Javier Marías es un escritor serio, miembro de la Real Academia de la Lengua, un escritor reconocido. A Marías no le interesa llegar a ser un candidato al Nobel, de hecho le da risa si se lo preguntan. No le parece siquiera posible porque, él dice, los suecos no lo conocen. Es hoy día un escritor famoso que da videoconferencias desde Madrid a todo Latinoamérica. Pero es un escritor que se queja del llamado de la fama y que sigue haciendo literatura. Es un escritor que va a contracorriente, como él mismo lo expresa:

"Quizá voy un poco a contracorriente con las sociedades europeas actuales que tienen unrechazo generalizado por la muerte, incluso prefieren olvidarse de ese tema y esto me parece atroz porque la muerte es parte de la vida. Por eso, en mis novelas, es constante la presencia de personas desaparecidas", dice el escritor desde Madrid.

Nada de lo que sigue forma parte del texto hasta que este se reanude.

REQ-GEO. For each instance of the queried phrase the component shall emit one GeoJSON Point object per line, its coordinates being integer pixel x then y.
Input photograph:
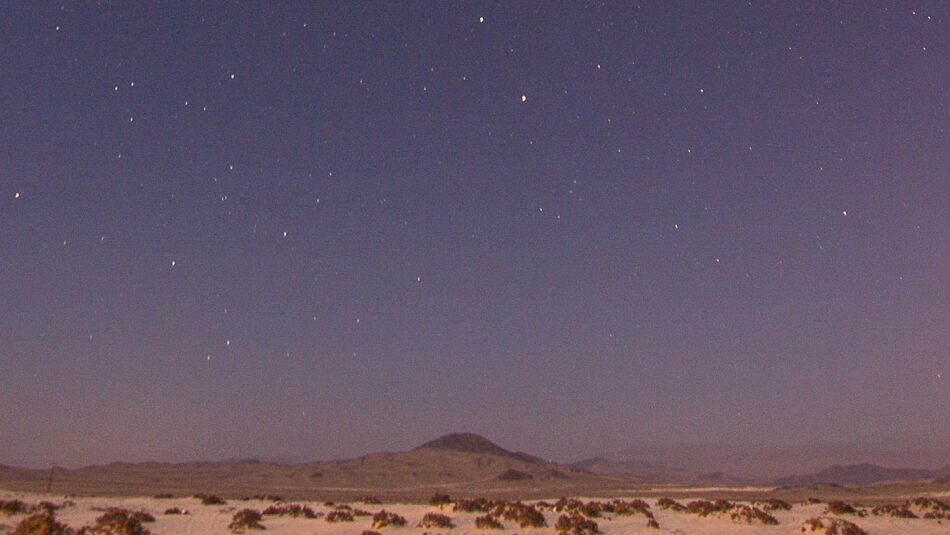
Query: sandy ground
{"type": "Point", "coordinates": [208, 519]}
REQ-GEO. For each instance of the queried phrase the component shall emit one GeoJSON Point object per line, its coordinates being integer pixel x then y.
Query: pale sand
{"type": "Point", "coordinates": [215, 519]}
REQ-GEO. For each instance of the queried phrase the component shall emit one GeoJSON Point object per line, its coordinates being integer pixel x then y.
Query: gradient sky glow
{"type": "Point", "coordinates": [310, 230]}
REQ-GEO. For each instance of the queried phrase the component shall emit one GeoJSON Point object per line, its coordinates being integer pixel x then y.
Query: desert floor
{"type": "Point", "coordinates": [201, 519]}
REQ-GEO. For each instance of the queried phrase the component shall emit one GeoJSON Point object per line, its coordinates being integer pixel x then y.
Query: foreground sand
{"type": "Point", "coordinates": [202, 519]}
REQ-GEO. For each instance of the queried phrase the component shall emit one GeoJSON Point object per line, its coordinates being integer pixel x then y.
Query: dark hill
{"type": "Point", "coordinates": [472, 443]}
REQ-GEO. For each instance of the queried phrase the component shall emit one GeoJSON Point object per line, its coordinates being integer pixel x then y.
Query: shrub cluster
{"type": "Point", "coordinates": [293, 510]}
{"type": "Point", "coordinates": [210, 499]}
{"type": "Point", "coordinates": [436, 520]}
{"type": "Point", "coordinates": [575, 524]}
{"type": "Point", "coordinates": [488, 522]}
{"type": "Point", "coordinates": [119, 522]}
{"type": "Point", "coordinates": [831, 526]}
{"type": "Point", "coordinates": [670, 504]}
{"type": "Point", "coordinates": [384, 518]}
{"type": "Point", "coordinates": [244, 520]}
{"type": "Point", "coordinates": [895, 511]}
{"type": "Point", "coordinates": [339, 516]}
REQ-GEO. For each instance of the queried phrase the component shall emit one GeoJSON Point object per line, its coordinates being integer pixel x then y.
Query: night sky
{"type": "Point", "coordinates": [296, 230]}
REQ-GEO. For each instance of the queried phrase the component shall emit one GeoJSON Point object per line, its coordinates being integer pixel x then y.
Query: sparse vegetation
{"type": "Point", "coordinates": [895, 511]}
{"type": "Point", "coordinates": [119, 522]}
{"type": "Point", "coordinates": [751, 515]}
{"type": "Point", "coordinates": [210, 499]}
{"type": "Point", "coordinates": [669, 504]}
{"type": "Point", "coordinates": [339, 516]}
{"type": "Point", "coordinates": [488, 522]}
{"type": "Point", "coordinates": [838, 507]}
{"type": "Point", "coordinates": [13, 507]}
{"type": "Point", "coordinates": [576, 524]}
{"type": "Point", "coordinates": [438, 500]}
{"type": "Point", "coordinates": [293, 510]}
{"type": "Point", "coordinates": [772, 505]}
{"type": "Point", "coordinates": [831, 526]}
{"type": "Point", "coordinates": [244, 520]}
{"type": "Point", "coordinates": [436, 520]}
{"type": "Point", "coordinates": [384, 519]}
{"type": "Point", "coordinates": [42, 524]}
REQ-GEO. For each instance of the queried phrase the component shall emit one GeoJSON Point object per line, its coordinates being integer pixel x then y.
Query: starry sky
{"type": "Point", "coordinates": [312, 230]}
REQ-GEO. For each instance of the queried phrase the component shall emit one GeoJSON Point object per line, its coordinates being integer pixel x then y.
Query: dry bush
{"type": "Point", "coordinates": [477, 505]}
{"type": "Point", "coordinates": [895, 511]}
{"type": "Point", "coordinates": [244, 520]}
{"type": "Point", "coordinates": [293, 510]}
{"type": "Point", "coordinates": [12, 507]}
{"type": "Point", "coordinates": [838, 507]}
{"type": "Point", "coordinates": [118, 522]}
{"type": "Point", "coordinates": [488, 522]}
{"type": "Point", "coordinates": [751, 515]}
{"type": "Point", "coordinates": [670, 504]}
{"type": "Point", "coordinates": [210, 499]}
{"type": "Point", "coordinates": [339, 516]}
{"type": "Point", "coordinates": [42, 524]}
{"type": "Point", "coordinates": [438, 500]}
{"type": "Point", "coordinates": [705, 507]}
{"type": "Point", "coordinates": [575, 524]}
{"type": "Point", "coordinates": [930, 508]}
{"type": "Point", "coordinates": [772, 505]}
{"type": "Point", "coordinates": [435, 520]}
{"type": "Point", "coordinates": [525, 515]}
{"type": "Point", "coordinates": [384, 518]}
{"type": "Point", "coordinates": [831, 526]}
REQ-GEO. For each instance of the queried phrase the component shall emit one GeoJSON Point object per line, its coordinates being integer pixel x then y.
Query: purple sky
{"type": "Point", "coordinates": [311, 230]}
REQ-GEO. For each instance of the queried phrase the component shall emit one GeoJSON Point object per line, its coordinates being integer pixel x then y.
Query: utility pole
{"type": "Point", "coordinates": [49, 482]}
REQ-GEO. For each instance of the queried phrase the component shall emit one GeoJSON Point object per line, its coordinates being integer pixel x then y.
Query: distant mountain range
{"type": "Point", "coordinates": [462, 464]}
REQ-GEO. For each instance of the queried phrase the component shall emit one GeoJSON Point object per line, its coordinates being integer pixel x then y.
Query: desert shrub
{"type": "Point", "coordinates": [210, 499]}
{"type": "Point", "coordinates": [339, 516]}
{"type": "Point", "coordinates": [293, 510]}
{"type": "Point", "coordinates": [772, 505]}
{"type": "Point", "coordinates": [751, 515]}
{"type": "Point", "coordinates": [631, 508]}
{"type": "Point", "coordinates": [895, 511]}
{"type": "Point", "coordinates": [477, 505]}
{"type": "Point", "coordinates": [670, 504]}
{"type": "Point", "coordinates": [41, 524]}
{"type": "Point", "coordinates": [435, 520]}
{"type": "Point", "coordinates": [118, 522]}
{"type": "Point", "coordinates": [438, 500]}
{"type": "Point", "coordinates": [384, 518]}
{"type": "Point", "coordinates": [268, 498]}
{"type": "Point", "coordinates": [244, 520]}
{"type": "Point", "coordinates": [525, 515]}
{"type": "Point", "coordinates": [838, 507]}
{"type": "Point", "coordinates": [575, 524]}
{"type": "Point", "coordinates": [12, 507]}
{"type": "Point", "coordinates": [488, 522]}
{"type": "Point", "coordinates": [831, 526]}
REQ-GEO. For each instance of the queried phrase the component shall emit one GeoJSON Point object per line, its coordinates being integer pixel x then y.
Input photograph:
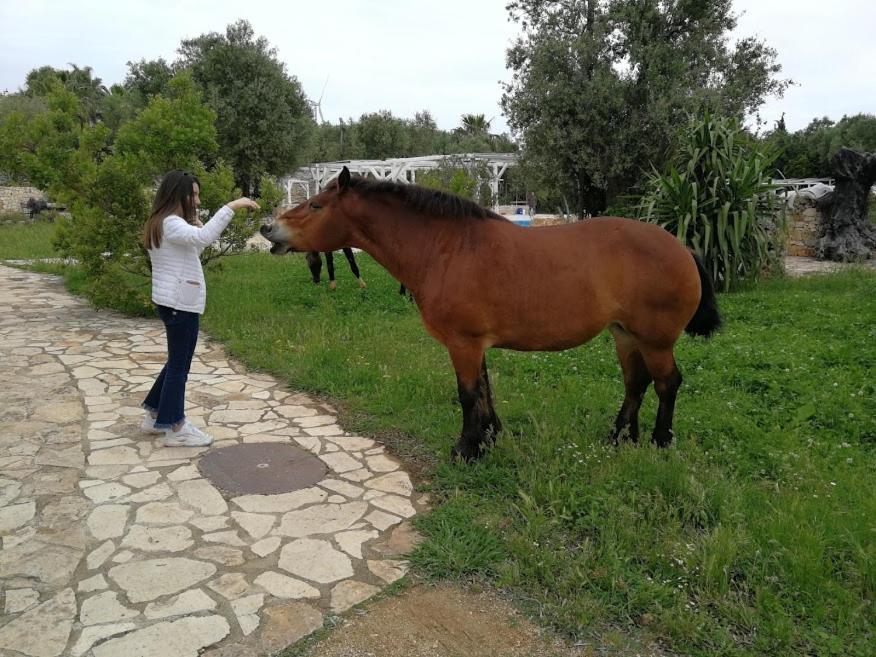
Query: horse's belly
{"type": "Point", "coordinates": [547, 339]}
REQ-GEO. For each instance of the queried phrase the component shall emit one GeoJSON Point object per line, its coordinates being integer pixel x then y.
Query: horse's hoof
{"type": "Point", "coordinates": [662, 440]}
{"type": "Point", "coordinates": [465, 454]}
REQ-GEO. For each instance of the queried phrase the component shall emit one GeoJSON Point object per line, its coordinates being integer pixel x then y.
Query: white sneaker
{"type": "Point", "coordinates": [148, 425]}
{"type": "Point", "coordinates": [188, 436]}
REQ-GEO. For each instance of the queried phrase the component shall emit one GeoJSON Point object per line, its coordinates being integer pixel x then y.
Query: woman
{"type": "Point", "coordinates": [174, 238]}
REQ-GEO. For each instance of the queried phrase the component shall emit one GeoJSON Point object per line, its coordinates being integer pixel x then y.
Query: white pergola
{"type": "Point", "coordinates": [401, 169]}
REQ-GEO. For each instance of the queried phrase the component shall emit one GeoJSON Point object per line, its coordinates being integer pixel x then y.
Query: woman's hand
{"type": "Point", "coordinates": [241, 203]}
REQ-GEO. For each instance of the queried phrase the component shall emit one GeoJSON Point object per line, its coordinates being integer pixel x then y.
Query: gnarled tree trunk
{"type": "Point", "coordinates": [846, 234]}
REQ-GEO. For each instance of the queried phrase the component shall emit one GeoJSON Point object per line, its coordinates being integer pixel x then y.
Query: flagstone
{"type": "Point", "coordinates": [387, 570]}
{"type": "Point", "coordinates": [358, 475]}
{"type": "Point", "coordinates": [255, 524]}
{"type": "Point", "coordinates": [340, 462]}
{"type": "Point", "coordinates": [226, 538]}
{"type": "Point", "coordinates": [230, 585]}
{"type": "Point", "coordinates": [266, 546]}
{"type": "Point", "coordinates": [163, 513]}
{"type": "Point", "coordinates": [294, 411]}
{"type": "Point", "coordinates": [152, 494]}
{"type": "Point", "coordinates": [246, 611]}
{"type": "Point", "coordinates": [315, 560]}
{"type": "Point", "coordinates": [381, 520]}
{"type": "Point", "coordinates": [185, 603]}
{"type": "Point", "coordinates": [106, 492]}
{"type": "Point", "coordinates": [14, 516]}
{"type": "Point", "coordinates": [95, 633]}
{"type": "Point", "coordinates": [349, 593]}
{"type": "Point", "coordinates": [104, 608]}
{"type": "Point", "coordinates": [283, 586]}
{"type": "Point", "coordinates": [227, 556]}
{"type": "Point", "coordinates": [281, 502]}
{"type": "Point", "coordinates": [97, 556]}
{"type": "Point", "coordinates": [141, 479]}
{"type": "Point", "coordinates": [353, 443]}
{"type": "Point", "coordinates": [158, 539]}
{"type": "Point", "coordinates": [184, 473]}
{"type": "Point", "coordinates": [381, 463]}
{"type": "Point", "coordinates": [50, 564]}
{"type": "Point", "coordinates": [328, 430]}
{"type": "Point", "coordinates": [396, 482]}
{"type": "Point", "coordinates": [210, 524]}
{"type": "Point", "coordinates": [201, 495]}
{"type": "Point", "coordinates": [182, 638]}
{"type": "Point", "coordinates": [115, 456]}
{"type": "Point", "coordinates": [147, 580]}
{"type": "Point", "coordinates": [42, 631]}
{"type": "Point", "coordinates": [18, 600]}
{"type": "Point", "coordinates": [321, 519]}
{"type": "Point", "coordinates": [342, 487]}
{"type": "Point", "coordinates": [94, 583]}
{"type": "Point", "coordinates": [108, 520]}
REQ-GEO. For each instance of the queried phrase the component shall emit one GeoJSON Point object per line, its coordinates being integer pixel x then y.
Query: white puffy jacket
{"type": "Point", "coordinates": [177, 275]}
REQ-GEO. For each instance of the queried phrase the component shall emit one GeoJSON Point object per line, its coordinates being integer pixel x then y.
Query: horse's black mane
{"type": "Point", "coordinates": [423, 200]}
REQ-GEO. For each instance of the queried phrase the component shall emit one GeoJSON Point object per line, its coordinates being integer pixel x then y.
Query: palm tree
{"type": "Point", "coordinates": [475, 124]}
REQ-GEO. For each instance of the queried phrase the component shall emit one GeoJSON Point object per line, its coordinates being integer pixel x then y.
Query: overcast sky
{"type": "Point", "coordinates": [447, 56]}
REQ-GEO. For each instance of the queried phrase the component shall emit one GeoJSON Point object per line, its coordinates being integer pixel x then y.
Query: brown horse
{"type": "Point", "coordinates": [462, 264]}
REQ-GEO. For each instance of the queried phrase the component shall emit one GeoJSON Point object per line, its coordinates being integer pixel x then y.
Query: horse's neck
{"type": "Point", "coordinates": [404, 245]}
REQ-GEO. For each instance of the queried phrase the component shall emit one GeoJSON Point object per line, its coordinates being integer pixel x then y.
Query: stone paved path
{"type": "Point", "coordinates": [113, 545]}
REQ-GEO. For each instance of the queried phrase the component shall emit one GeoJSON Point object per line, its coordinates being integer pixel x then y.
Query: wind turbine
{"type": "Point", "coordinates": [317, 106]}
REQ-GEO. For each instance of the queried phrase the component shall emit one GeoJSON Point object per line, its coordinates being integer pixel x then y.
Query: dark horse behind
{"type": "Point", "coordinates": [461, 262]}
{"type": "Point", "coordinates": [314, 263]}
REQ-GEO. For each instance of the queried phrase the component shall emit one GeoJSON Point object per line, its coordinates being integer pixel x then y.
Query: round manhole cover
{"type": "Point", "coordinates": [262, 468]}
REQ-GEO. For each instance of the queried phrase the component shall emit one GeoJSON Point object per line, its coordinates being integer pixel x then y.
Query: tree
{"type": "Point", "coordinates": [148, 78]}
{"type": "Point", "coordinates": [475, 124]}
{"type": "Point", "coordinates": [81, 82]}
{"type": "Point", "coordinates": [383, 135]}
{"type": "Point", "coordinates": [263, 121]}
{"type": "Point", "coordinates": [847, 235]}
{"type": "Point", "coordinates": [598, 87]}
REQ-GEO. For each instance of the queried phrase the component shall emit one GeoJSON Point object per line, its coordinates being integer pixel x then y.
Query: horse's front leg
{"type": "Point", "coordinates": [493, 425]}
{"type": "Point", "coordinates": [478, 418]}
{"type": "Point", "coordinates": [314, 263]}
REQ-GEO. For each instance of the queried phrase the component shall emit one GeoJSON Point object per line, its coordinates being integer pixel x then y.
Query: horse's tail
{"type": "Point", "coordinates": [706, 319]}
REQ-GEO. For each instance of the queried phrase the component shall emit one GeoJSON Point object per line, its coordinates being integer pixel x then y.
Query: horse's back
{"type": "Point", "coordinates": [576, 279]}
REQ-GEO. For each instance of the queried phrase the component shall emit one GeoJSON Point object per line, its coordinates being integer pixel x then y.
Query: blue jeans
{"type": "Point", "coordinates": [168, 394]}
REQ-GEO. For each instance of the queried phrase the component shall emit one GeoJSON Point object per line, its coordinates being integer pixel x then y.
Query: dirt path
{"type": "Point", "coordinates": [447, 621]}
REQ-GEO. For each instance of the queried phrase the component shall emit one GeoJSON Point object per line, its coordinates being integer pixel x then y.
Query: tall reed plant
{"type": "Point", "coordinates": [718, 199]}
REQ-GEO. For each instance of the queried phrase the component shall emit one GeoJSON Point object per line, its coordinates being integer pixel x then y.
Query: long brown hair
{"type": "Point", "coordinates": [176, 191]}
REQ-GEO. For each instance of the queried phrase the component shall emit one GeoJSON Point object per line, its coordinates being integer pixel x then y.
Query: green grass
{"type": "Point", "coordinates": [20, 241]}
{"type": "Point", "coordinates": [755, 534]}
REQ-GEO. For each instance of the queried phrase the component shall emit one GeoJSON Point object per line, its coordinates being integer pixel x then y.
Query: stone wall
{"type": "Point", "coordinates": [803, 220]}
{"type": "Point", "coordinates": [14, 199]}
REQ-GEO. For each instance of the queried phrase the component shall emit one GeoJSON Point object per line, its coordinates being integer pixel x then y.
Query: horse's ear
{"type": "Point", "coordinates": [344, 179]}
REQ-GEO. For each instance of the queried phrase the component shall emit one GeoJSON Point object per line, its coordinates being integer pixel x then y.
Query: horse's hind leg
{"type": "Point", "coordinates": [314, 263]}
{"type": "Point", "coordinates": [667, 380]}
{"type": "Point", "coordinates": [636, 382]}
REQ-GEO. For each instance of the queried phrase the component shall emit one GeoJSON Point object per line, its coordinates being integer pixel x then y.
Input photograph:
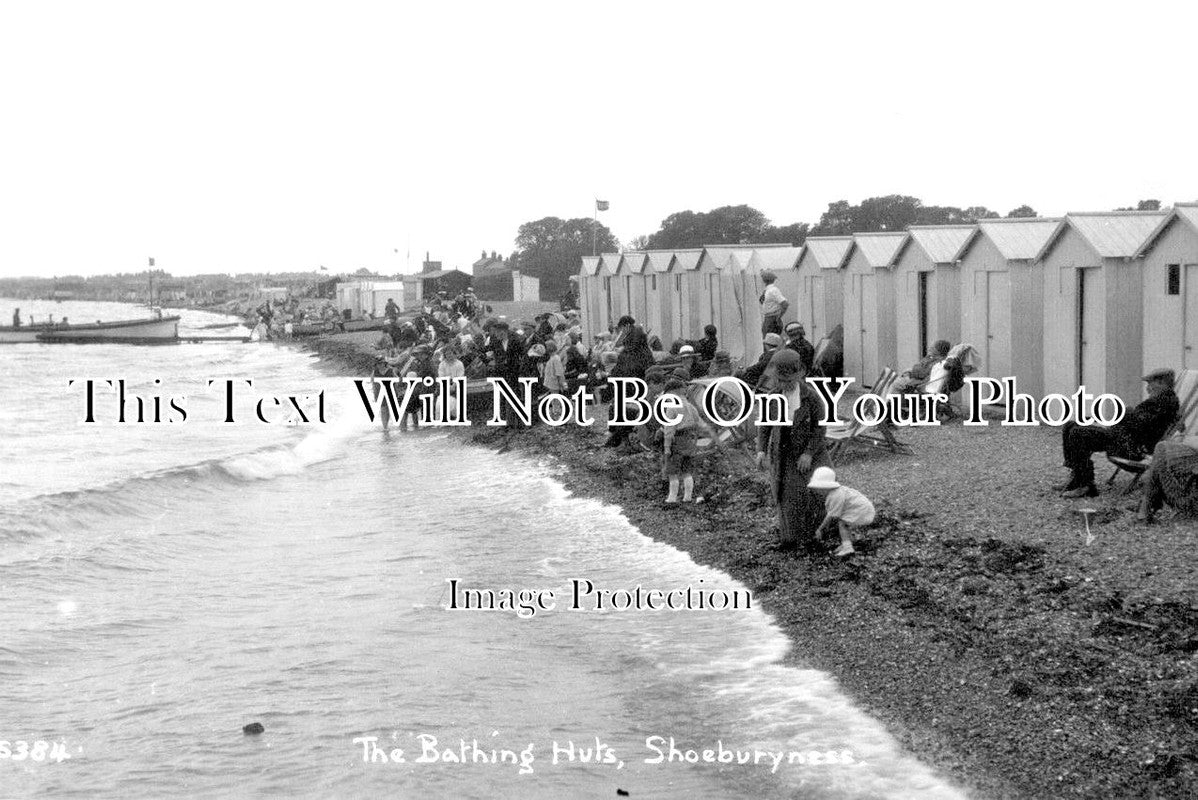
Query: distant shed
{"type": "Point", "coordinates": [1093, 302]}
{"type": "Point", "coordinates": [1002, 298]}
{"type": "Point", "coordinates": [927, 285]}
{"type": "Point", "coordinates": [660, 317]}
{"type": "Point", "coordinates": [590, 296]}
{"type": "Point", "coordinates": [870, 305]}
{"type": "Point", "coordinates": [684, 289]}
{"type": "Point", "coordinates": [782, 261]}
{"type": "Point", "coordinates": [1171, 291]}
{"type": "Point", "coordinates": [635, 286]}
{"type": "Point", "coordinates": [820, 268]}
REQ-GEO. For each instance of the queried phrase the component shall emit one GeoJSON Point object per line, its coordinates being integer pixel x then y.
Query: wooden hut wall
{"type": "Point", "coordinates": [1171, 296]}
{"type": "Point", "coordinates": [914, 288]}
{"type": "Point", "coordinates": [925, 289]}
{"type": "Point", "coordinates": [1093, 329]}
{"type": "Point", "coordinates": [821, 295]}
{"type": "Point", "coordinates": [869, 319]}
{"type": "Point", "coordinates": [1002, 315]}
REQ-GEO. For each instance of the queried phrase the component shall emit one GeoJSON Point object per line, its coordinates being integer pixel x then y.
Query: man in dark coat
{"type": "Point", "coordinates": [752, 374]}
{"type": "Point", "coordinates": [1135, 436]}
{"type": "Point", "coordinates": [797, 340]}
{"type": "Point", "coordinates": [793, 452]}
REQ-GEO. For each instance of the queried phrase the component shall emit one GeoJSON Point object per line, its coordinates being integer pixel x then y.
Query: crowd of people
{"type": "Point", "coordinates": [443, 340]}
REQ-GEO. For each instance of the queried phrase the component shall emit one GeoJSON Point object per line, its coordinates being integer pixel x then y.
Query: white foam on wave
{"type": "Point", "coordinates": [738, 660]}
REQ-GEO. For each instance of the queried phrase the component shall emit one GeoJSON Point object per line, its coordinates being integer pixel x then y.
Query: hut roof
{"type": "Point", "coordinates": [829, 252]}
{"type": "Point", "coordinates": [879, 249]}
{"type": "Point", "coordinates": [659, 260]}
{"type": "Point", "coordinates": [775, 259]}
{"type": "Point", "coordinates": [635, 262]}
{"type": "Point", "coordinates": [1183, 213]}
{"type": "Point", "coordinates": [719, 254]}
{"type": "Point", "coordinates": [942, 243]}
{"type": "Point", "coordinates": [1112, 235]}
{"type": "Point", "coordinates": [1187, 211]}
{"type": "Point", "coordinates": [1020, 238]}
{"type": "Point", "coordinates": [610, 261]}
{"type": "Point", "coordinates": [688, 259]}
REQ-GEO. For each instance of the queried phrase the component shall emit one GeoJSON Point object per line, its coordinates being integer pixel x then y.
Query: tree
{"type": "Point", "coordinates": [1143, 205]}
{"type": "Point", "coordinates": [724, 225]}
{"type": "Point", "coordinates": [551, 249]}
{"type": "Point", "coordinates": [794, 234]}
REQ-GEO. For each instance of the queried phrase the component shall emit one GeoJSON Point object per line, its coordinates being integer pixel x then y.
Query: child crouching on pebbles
{"type": "Point", "coordinates": [681, 443]}
{"type": "Point", "coordinates": [845, 505]}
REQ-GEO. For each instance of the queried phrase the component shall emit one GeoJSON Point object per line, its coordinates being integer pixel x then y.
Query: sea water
{"type": "Point", "coordinates": [163, 585]}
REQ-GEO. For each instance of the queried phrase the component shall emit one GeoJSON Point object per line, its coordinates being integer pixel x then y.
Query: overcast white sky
{"type": "Point", "coordinates": [246, 135]}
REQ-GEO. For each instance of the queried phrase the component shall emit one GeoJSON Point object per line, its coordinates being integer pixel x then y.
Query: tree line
{"type": "Point", "coordinates": [551, 248]}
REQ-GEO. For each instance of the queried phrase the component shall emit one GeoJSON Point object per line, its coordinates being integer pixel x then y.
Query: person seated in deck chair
{"type": "Point", "coordinates": [921, 370]}
{"type": "Point", "coordinates": [1133, 437]}
{"type": "Point", "coordinates": [1172, 479]}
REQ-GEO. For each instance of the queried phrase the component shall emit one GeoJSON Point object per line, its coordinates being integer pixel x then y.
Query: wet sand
{"type": "Point", "coordinates": [974, 620]}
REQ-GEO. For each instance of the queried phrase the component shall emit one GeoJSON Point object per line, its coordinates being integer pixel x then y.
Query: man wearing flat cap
{"type": "Point", "coordinates": [754, 374]}
{"type": "Point", "coordinates": [773, 304]}
{"type": "Point", "coordinates": [1133, 437]}
{"type": "Point", "coordinates": [797, 340]}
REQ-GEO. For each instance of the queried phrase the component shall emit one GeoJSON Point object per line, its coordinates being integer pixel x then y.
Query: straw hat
{"type": "Point", "coordinates": [823, 478]}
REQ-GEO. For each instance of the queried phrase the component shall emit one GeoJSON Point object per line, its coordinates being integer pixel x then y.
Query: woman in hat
{"type": "Point", "coordinates": [793, 453]}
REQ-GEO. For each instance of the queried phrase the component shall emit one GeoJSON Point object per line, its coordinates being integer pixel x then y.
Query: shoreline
{"type": "Point", "coordinates": [985, 640]}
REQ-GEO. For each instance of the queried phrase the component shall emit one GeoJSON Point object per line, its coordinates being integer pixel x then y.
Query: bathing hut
{"type": "Point", "coordinates": [631, 270]}
{"type": "Point", "coordinates": [1002, 298]}
{"type": "Point", "coordinates": [1093, 302]}
{"type": "Point", "coordinates": [1171, 291]}
{"type": "Point", "coordinates": [870, 304]}
{"type": "Point", "coordinates": [784, 261]}
{"type": "Point", "coordinates": [927, 290]}
{"type": "Point", "coordinates": [659, 316]}
{"type": "Point", "coordinates": [684, 289]}
{"type": "Point", "coordinates": [739, 317]}
{"type": "Point", "coordinates": [820, 304]}
{"type": "Point", "coordinates": [618, 283]}
{"type": "Point", "coordinates": [590, 296]}
{"type": "Point", "coordinates": [607, 313]}
{"type": "Point", "coordinates": [724, 272]}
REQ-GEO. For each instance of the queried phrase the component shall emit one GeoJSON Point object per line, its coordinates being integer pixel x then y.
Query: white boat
{"type": "Point", "coordinates": [25, 333]}
{"type": "Point", "coordinates": [133, 332]}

Sonriente, fresco y muy dispuesto, atendió por hora y media a las preguntas que los medios de comunicación latinoamericanos le formularon en el marco del lanzamiento editorial de su nueva novela, Los enamoramientos (Alfaguara, 2011), una novela en la que pervive su obsesión por la muerte y en la cual conserva el estilo en primera persona. Pero ahora en la voz de una mujer, un reto mayor al que Marías tuvo que decir porque dijo: "no podía ser de otra manera".

Del título se desprende el tema más inmediato: el enamoramiento que, a veces, no siempre, desemboca en el amor. Como todo escritor curioso del mundo, que puede maravillarse con aquello que puede ser considerado lo más natural y obvio del mundo, Marías vio en la promesa del amor un aspecto a explorar vitalmente a partir de la escritura.

"A los enamorados les gusta, yo incluido, pensar en la predestinación de las relaciones como que si te enamoras de alguien es porque estaba en tu destino. Y por eso tienen un gusto por rastrear en el pasado los hilos sin los cuales no hubieses sido posibles los encuentros futuros. Pero esto a mi me parece un poco falso. Yo creo que el enamoramiento es un azar. A veces nos enamoramos más bien de quién nos queda disponible, quién queda libre. Los emparejamientos, incluso los más auténticos, son resultado de una especie de rifa", dice el escritor.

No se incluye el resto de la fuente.